Bredesen, a multimillionaire, told the Tennessean he was a passive investor and told Farr to avoid dealing with companies that he or the state had sway over.
As governor, Bredesen has made development of clean energy a top priority and through Farr and Kisber has granted large tax and work force training incentives to encourage Wacker Chemical to come to Cleveland and Hemlock Semiconductor Corp. to Clarksville.
Both companies will manufacture polycristalline silicon, the basic material used to create solar panels.
Dick Williams of the government watchdog group Common Cause Tennessee told the Chattanooga Times Free Press that Bredesen, Farr and Kisber "may have avoided the letter of the conflict law better than the appearance."
"They kept saying they were trying to avoid the appearance and probably technically they have," Williams said. "But I'm sure a lot of people are going to say, 'Gee, he [Bredesen] put all this effort in solar and sure enough he's investing in it.'"
Farr said that would be unfair. He noted that as an attorney specializing in taxation, "I had plenty of opportunities for very significant salaries to go and represent companies on tax matters in Tennessee before the Department of Revenue, which many former commissioners have done and not a peep has been made."
He said, "Instead, I'm doing something entrepreneurial that could create jobs, wealth and have other positive impacts. It's the least of a conflict of interest."
Farr described the company's business model in broad terms, saying it would seek to develop contracts with private companies across the U.S. interested in having "arrays" of solar power panels generating electricity.
"We're going to develop utility-scale solar arrays in conjunction with strategic partners, and we'll own and operate the arrays on behalf of our strategic partners," Farr said, noting power could be sold to power utilities.
The company would be buying finished photovoltaic material, not the raw material produced by Wacker and Hemlock, Farr said.
"There's just no relationship," Farr said of Wacker and Hemlock. "It doesn't fit at all."

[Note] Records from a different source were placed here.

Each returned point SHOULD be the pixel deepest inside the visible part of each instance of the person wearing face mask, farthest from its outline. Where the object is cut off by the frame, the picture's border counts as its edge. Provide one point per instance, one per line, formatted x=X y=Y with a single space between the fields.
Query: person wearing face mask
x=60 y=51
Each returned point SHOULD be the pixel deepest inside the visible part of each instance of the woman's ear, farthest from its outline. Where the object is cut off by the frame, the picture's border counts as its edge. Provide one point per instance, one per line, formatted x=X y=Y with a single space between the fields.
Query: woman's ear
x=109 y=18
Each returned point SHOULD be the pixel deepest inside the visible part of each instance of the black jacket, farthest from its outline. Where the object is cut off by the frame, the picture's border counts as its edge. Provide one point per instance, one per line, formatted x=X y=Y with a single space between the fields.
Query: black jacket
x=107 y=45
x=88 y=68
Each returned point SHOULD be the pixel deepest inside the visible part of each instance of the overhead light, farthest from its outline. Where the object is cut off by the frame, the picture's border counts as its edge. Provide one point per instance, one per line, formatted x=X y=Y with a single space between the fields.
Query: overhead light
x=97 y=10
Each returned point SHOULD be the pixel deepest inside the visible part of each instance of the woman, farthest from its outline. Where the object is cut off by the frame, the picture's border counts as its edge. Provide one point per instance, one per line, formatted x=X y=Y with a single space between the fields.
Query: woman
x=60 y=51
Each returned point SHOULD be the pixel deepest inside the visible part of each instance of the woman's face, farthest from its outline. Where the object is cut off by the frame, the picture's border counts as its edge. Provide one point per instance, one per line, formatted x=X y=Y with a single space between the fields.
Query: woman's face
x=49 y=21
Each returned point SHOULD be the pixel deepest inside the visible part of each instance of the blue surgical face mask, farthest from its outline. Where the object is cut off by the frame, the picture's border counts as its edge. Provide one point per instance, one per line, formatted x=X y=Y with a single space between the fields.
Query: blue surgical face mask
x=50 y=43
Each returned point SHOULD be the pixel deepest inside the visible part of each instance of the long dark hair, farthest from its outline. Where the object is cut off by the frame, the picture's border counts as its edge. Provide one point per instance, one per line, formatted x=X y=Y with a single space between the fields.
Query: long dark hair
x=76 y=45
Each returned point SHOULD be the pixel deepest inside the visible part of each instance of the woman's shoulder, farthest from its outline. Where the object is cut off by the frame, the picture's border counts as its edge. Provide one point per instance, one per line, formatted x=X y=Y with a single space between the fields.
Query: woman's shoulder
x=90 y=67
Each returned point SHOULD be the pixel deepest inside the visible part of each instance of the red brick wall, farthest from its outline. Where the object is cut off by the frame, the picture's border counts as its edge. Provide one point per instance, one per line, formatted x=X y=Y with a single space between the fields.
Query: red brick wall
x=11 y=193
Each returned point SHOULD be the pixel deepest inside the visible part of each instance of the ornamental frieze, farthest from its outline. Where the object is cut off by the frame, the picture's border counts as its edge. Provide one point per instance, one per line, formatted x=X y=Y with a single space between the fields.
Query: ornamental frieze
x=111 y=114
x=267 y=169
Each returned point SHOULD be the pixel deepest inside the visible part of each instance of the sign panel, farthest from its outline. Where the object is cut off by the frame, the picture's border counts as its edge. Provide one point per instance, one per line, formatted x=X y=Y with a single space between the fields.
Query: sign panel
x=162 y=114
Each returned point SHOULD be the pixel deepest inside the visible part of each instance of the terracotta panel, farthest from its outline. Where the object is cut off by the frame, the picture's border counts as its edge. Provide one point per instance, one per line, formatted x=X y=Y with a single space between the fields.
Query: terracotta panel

Lt. Gov. Ron Ramsey, R-Blountville, who is Senate speaker, in an interview asked whether Silicon Ranch would have ties to a five-megawatt solar "farm" planned at a West Tennessee industrial site.
Ramsey and Senate Republicans last year clashed with Bredesen when they pushed plans to cut funding for the site.
The Bredesen administration is using $62.4 million in federal stimulus funding to create the Tennessee Solar Institute, which is focused on basic research, and the West Tennessee Solar Farm. Officials have been hoping a major solar industry company would locate at the site.
Farr said Silicon Ranch would not seek to build the Solar Farm, adding, "we're not doing anything like that. That's ludicrous."
Efforts to contact Kisber were unsuccessful. He told The Tennessean that "I have never traded on relationships or influence from my time in politics or public life."
Farr noted that Bredsen had asked Kisber and himself several years ago to develop a clean-energy "jobs strategy" for Tennessee.
During that process, he said, the two officials saw a "lot of one-off projects on solar deployment, but there didn't seem to be many companies focused on economic deployment of solar technology on a significant scale."
That was worth exploring, Farr said, noting he talked to Bredesen and "he showed an interest in this. There's no one I respect more or think I can learn more from a business sense."
The Times Free Press recently reported that the Tennessee Bureau of Investigation and FBI were looking into Farr's treatment, while commissioner, of several companies in sales tax investigation. Farr has said he did nothing wrong and welcomes the investigation.